5.8. Bioinformatics Analysis

Candidates for protein-ASA interactions were mined from the Biological General Repository for Interaction Datasets (BioGRID, https://thebiogrid.org/chemical/935/acetylsalicylic-acid.html; accessed date: 22 September 2021) using “acetylsalicylic acid” as the query.

We explored the Gene Expression Omnibus (GEO), looking for studies where ASA administration to human cell cultures resulted in differential gene expression. We selected the GSE58162 Series because the experimental conditions (72 h of treatment, 2.0 mM ASA) were similar to those employed in our tests. We used the interactive GEO2R tool (https://www.ncbi.nlm.nih.gov/geo/geo2r/; 1 May 2022), based on the geoquery (v2.60.0) and limma R (v 3.48.3) packages, to evaluate the effect of ASA on gene expression.
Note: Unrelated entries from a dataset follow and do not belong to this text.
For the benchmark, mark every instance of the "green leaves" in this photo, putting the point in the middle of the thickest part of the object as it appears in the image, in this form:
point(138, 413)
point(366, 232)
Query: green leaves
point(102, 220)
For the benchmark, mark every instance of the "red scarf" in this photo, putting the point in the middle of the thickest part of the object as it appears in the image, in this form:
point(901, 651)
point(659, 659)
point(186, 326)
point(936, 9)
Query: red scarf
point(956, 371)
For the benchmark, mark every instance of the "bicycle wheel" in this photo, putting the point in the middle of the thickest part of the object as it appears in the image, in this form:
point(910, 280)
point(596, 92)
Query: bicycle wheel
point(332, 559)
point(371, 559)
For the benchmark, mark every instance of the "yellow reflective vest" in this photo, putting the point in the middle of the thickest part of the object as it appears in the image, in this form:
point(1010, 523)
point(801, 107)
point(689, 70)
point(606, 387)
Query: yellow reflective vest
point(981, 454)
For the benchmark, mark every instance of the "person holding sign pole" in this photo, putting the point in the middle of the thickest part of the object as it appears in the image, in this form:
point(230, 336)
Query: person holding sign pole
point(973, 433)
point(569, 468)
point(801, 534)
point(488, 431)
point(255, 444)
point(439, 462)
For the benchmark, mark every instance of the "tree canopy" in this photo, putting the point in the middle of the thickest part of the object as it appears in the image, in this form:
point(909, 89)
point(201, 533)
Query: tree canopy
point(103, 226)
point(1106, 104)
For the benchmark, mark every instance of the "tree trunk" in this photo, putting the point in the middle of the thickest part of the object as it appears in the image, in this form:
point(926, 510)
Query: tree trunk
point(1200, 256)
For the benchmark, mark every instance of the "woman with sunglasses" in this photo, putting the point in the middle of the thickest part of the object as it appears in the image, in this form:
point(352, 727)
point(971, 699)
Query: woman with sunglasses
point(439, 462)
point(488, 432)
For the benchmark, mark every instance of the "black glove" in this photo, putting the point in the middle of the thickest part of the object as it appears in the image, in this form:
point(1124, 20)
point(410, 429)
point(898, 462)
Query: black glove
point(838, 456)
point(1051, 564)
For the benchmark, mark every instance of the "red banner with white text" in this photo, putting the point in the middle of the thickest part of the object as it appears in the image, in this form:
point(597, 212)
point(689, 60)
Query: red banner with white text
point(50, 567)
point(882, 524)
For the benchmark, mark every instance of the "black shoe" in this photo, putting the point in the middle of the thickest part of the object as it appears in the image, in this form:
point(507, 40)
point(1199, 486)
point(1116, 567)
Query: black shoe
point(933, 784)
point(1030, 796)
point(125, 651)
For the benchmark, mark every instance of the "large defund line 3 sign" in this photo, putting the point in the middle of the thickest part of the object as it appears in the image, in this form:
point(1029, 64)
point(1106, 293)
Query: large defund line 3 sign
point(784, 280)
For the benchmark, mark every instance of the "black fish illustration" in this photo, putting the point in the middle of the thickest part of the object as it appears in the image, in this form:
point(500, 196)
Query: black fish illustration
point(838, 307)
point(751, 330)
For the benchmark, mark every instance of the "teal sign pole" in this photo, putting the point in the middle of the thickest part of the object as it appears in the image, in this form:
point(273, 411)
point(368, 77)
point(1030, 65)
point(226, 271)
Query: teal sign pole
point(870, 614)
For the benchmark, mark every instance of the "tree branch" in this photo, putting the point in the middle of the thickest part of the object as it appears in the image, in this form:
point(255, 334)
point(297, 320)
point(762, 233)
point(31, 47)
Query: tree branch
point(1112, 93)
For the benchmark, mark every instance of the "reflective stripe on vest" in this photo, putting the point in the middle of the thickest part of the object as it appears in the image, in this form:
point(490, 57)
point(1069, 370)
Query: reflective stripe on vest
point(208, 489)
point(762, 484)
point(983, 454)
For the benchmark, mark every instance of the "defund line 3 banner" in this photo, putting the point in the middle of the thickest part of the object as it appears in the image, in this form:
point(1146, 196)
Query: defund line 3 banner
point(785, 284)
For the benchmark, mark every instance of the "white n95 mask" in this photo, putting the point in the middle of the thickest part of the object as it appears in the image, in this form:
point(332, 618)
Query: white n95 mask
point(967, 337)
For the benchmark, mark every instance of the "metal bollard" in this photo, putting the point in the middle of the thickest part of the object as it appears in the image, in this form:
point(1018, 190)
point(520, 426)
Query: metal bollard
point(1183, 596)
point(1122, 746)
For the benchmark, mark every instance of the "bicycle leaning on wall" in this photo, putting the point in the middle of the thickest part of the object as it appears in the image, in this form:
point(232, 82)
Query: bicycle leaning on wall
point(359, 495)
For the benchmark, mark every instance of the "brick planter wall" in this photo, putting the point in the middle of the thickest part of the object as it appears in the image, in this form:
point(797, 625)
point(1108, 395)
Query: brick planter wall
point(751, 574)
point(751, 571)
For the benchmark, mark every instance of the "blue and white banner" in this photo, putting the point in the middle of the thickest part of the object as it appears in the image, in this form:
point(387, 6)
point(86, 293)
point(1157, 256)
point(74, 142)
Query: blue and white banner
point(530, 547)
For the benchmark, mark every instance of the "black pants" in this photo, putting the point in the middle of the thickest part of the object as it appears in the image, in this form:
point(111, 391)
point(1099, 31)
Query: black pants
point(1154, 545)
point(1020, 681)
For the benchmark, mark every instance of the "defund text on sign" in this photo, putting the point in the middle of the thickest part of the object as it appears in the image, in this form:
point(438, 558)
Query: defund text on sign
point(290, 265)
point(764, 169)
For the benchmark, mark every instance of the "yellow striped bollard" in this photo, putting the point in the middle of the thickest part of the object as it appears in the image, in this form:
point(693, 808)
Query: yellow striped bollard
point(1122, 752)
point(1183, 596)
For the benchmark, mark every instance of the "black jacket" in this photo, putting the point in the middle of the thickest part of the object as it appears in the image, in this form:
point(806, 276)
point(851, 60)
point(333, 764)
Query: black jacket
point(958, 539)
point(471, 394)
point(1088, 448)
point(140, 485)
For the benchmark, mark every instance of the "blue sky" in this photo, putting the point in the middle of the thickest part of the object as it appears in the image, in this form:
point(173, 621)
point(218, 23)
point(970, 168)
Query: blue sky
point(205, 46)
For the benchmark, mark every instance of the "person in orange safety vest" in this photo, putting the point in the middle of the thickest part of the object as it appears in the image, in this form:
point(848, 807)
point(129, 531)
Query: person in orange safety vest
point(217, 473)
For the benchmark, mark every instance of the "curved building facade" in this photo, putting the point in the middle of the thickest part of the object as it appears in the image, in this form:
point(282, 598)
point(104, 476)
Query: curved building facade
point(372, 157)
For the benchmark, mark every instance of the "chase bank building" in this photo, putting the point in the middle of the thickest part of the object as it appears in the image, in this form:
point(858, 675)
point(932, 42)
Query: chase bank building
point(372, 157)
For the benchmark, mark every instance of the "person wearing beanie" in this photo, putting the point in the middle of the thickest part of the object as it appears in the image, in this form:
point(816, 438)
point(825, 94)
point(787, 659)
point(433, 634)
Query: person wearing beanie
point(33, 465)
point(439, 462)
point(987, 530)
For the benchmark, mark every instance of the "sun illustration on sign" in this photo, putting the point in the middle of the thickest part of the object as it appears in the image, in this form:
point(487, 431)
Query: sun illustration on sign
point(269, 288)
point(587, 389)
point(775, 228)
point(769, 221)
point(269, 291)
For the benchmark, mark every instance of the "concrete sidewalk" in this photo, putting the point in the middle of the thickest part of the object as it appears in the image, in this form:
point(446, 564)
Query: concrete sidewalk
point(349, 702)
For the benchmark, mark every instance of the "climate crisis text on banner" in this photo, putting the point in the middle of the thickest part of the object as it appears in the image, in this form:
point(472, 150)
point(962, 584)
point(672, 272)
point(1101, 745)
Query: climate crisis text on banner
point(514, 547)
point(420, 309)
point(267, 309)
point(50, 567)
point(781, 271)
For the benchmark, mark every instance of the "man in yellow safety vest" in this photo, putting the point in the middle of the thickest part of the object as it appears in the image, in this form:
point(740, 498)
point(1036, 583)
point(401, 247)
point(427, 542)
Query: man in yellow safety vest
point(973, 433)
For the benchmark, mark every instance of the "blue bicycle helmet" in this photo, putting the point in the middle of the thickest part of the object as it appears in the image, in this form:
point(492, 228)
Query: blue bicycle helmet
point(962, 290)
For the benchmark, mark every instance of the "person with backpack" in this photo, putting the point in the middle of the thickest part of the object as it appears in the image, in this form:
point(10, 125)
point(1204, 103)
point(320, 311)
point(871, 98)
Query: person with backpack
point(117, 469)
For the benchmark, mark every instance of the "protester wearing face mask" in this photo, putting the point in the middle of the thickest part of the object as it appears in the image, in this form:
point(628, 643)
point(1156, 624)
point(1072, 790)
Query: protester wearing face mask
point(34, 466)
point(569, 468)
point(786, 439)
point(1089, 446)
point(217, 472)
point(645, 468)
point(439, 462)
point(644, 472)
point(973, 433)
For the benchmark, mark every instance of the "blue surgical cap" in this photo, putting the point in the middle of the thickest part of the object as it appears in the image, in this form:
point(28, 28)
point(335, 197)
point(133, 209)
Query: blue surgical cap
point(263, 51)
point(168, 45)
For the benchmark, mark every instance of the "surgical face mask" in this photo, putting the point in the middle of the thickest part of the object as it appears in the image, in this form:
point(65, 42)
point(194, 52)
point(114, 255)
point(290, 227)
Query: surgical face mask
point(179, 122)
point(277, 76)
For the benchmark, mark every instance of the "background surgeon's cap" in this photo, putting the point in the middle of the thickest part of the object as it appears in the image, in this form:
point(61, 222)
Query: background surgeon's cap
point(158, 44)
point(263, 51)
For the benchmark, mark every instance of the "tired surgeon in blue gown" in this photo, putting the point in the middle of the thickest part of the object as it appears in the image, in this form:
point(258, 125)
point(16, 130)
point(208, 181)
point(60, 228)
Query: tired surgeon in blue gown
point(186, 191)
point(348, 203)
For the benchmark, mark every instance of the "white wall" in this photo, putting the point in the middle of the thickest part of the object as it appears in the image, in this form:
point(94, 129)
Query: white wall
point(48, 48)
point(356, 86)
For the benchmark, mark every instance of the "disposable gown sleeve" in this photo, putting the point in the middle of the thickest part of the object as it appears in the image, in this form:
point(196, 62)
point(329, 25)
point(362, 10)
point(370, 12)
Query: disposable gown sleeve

The data in GSE58162 Series derive from three samples, “Treated with 2.0 mM aspirin” and three controls, “Untreated with aspirin”. Visual inspection of the mean-variance trends convinced us to reject the constant variance approximation and use precision weights. The trends and precision weights were calculated and visualized with the vooma() function. The logarithm of Fold Change and its significance were calculated using the eBayes() function, and the significantly differentially expressed genes (DEG) were extracted with the topTable() function. The DEG list was then intersected with two gene sets: chaperones [89] and proteasomes [90]. A slightly edited and reduced version of the R script used by GEO2R for DEG list generation and subsetting is available as part of Supplementary File S5.

5.9. Miscellaneous

Protein concentration was determined using the Bradford method and BSA as the standard [91].

Immunoblots were performed as in [32], using 20 μg protein extracts.